The move will separate oil and gas from the negativity of the financially disastrous Muskrat Falls project.
"One of these things is not like the other," Coady said.
A 'solid focus' on oil and gas
It will also ensure the province can maximize growth in the offshore, said Finance Minister Tom Osborne.
"We want to put a solid focus on the oil industry," Osborne said during a briefing with reporters in advance of Budget 2018.
Currently, the oil and gas division is a subsidiary of Nalcor, a Crown-owned corporation that manages the province's energy resources, including the massively over budget and behind schedule Muskrat Falls hydroelectric project.
But government wants Nalcor to focus on electricity, and is carving off the profitable oil and gas division as part of an initiative to double oil production by 2030.
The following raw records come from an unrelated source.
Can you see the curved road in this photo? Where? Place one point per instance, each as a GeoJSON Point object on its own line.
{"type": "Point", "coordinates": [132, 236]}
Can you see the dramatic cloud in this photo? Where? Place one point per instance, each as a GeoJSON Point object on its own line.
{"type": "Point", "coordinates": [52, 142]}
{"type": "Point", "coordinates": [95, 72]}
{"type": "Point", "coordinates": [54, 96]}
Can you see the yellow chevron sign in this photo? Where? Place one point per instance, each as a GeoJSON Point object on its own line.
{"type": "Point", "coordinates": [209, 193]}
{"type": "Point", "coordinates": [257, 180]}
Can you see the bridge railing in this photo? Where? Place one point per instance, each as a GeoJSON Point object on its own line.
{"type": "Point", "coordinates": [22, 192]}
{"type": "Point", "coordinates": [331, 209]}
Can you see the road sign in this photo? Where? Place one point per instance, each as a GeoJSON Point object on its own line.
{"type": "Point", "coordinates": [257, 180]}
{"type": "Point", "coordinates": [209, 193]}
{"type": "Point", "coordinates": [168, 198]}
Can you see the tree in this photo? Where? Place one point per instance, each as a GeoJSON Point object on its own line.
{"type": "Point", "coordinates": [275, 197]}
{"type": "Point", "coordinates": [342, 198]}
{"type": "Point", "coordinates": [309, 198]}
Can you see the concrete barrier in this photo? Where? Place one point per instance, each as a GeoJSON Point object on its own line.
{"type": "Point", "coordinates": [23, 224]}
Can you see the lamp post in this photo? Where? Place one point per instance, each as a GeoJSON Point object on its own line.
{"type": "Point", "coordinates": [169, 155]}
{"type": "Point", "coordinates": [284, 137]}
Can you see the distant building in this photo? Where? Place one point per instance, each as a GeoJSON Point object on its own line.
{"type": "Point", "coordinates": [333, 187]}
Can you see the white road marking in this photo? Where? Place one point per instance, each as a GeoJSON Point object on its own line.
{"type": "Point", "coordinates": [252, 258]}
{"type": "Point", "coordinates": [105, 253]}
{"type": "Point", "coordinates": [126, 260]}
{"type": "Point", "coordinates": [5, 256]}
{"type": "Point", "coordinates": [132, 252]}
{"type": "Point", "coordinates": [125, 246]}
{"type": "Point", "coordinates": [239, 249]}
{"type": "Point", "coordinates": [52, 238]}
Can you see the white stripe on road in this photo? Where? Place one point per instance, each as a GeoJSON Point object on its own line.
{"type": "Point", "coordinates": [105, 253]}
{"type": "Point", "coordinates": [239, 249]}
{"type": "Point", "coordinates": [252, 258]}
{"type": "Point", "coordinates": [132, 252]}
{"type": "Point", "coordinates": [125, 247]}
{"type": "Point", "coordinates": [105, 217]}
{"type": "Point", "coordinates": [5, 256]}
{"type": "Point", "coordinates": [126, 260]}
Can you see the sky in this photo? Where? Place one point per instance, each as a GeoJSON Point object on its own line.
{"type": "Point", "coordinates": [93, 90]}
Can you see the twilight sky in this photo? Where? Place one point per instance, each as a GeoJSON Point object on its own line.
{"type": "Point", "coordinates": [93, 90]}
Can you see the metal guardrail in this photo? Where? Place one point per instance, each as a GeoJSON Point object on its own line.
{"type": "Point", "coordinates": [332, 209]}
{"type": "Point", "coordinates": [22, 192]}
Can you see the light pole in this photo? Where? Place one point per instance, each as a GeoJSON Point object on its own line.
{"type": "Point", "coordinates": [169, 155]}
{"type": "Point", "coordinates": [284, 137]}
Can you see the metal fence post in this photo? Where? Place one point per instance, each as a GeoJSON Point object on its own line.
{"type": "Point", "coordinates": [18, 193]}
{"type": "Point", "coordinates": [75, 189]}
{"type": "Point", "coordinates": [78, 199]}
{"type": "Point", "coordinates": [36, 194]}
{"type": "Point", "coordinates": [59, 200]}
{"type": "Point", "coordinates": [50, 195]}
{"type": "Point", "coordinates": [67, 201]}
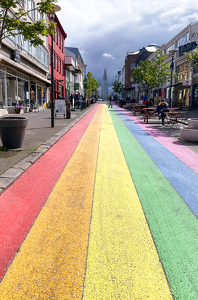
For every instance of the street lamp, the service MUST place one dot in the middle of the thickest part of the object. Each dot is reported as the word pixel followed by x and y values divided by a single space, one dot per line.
pixel 51 18
pixel 172 52
pixel 84 81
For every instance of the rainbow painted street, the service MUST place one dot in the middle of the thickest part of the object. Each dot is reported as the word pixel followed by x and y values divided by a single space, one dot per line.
pixel 112 215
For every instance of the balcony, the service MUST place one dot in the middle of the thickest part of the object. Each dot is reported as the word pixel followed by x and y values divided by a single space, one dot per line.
pixel 69 63
pixel 76 86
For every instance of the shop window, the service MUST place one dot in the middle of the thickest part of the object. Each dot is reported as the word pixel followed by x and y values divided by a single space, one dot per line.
pixel 2 89
pixel 11 90
pixel 39 96
pixel 187 66
pixel 23 95
pixel 61 91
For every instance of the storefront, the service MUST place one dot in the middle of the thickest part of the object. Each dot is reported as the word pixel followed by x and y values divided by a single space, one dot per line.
pixel 16 87
pixel 182 91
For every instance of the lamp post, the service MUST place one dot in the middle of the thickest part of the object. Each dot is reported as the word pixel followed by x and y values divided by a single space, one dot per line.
pixel 85 83
pixel 51 18
pixel 172 52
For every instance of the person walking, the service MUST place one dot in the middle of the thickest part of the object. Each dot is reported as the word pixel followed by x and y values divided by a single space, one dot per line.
pixel 110 101
pixel 161 109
The new corporation will report directly to the Department of Natural Resources, and Coady said the current vice-president for oil and gas, Jim Keating, will lead the new corporation.
"He's currently there. I don't expect any changes at this point," she said.
85 wells being considered
The move won't happen right away, since it will require some legislative changes.
It's also not known what the new corporation will be named.
Osborne said the "future is bright" in oil and gas with four producing oil fields, 85 exploratory wells over the next 12 years being considered, and solid prospects being revealed through seismic exploration.
Seven new companies have entered the industry in recent years, and $2.6 billion in exploration work has been committed.
The province expects to receive just under $1 billion in oil royalties in 2018-19.
With such potential, Osborne said, it's important that the province maximize job creation, royalties and other benefits.
"A great deal of the focus at Nalcor has been on Muskrat Falls," said Osborne. "We want to maker sure we give 100 per cent attention to the (oil) industry."
Nalcor has invested roughly $1.4 billion in public funds to acquire an equity stake in three offshore oil projects, and more than half of that has been recouped, said Coady.
She added the province has "incredible prospectivity" for future growth, with just seven per cent of the offshore currently under licence.
Reaction from Opposition politicians to the shakeup at Nalcor, meanwhile, was mixed.
"The oil and gas sector under Nalcor for the past number of years has had considerable success," said PC MHA Natural Resources Critic Keith Hutchings.
"We're seeing return on our equity investments. But why we're doing this right now, there's not a lot of detail. I think this budget is a lot of smoke and mirrors, and I think this is just another element of it."
NDP Leader Lorraine Michael said she wants to see proof why the move is a good one for the province.
"Maybe it will be, but I have no idea," Michael said. "But for them to put it in the budget without an explanation, without the evidence that this is a good thing to do, I think is not responsible."